似たようなリフを繰り返す構成になっているが、音色やキーの変化で一切飽きを感じることなくベースを楽しむことができる一曲となっています。
Pride / Silver Sun

| 項目 | ポイント |
|---|---|
| 収録アルバム | Silver Sun |
| 推したい箇所 | 3分26秒〜3分39秒 |
ベースとギターが織りなすリフが印象的な一曲!!!
3曲目は4th Album”Silver Sun”から、アニメ”キングダム”の主題歌にも選ばれた”Pride”。

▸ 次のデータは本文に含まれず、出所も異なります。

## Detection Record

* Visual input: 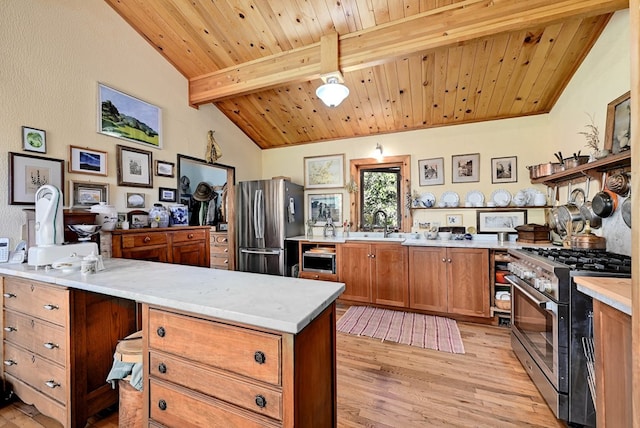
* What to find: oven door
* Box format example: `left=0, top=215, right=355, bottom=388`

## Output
left=508, top=276, right=568, bottom=393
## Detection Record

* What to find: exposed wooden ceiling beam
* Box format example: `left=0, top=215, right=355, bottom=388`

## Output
left=189, top=0, right=629, bottom=106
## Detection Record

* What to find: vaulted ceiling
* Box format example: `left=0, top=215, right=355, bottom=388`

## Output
left=105, top=0, right=629, bottom=149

ベースとギターが共に生み出すイントロのリフがセンセーショナルなこの楽曲は、改めてベースの必要性を再確認できる一曲。
スラップを始めとした派手な手法はないものの、楽曲を支えるルート音と楽曲の印象を決定付けるベースリフがとにかくかっこいい。
ギターソロの裏で鳴っているベースリフも大好きですが、3分26秒~3分39秒のギターソロ終わりのベースラインは特に推しです。
ギターはイントロそのままでベースはルート音のみ変わったアンサンブルで、ベースの変化でここまで楽曲の印象が変わることに驚きを覚えて記憶が強いです。
似たようなリフを繰り返す構成になってますが、音色やキーの変化で一切飽きを感じることなくベースを楽しむことができる一曲となってます。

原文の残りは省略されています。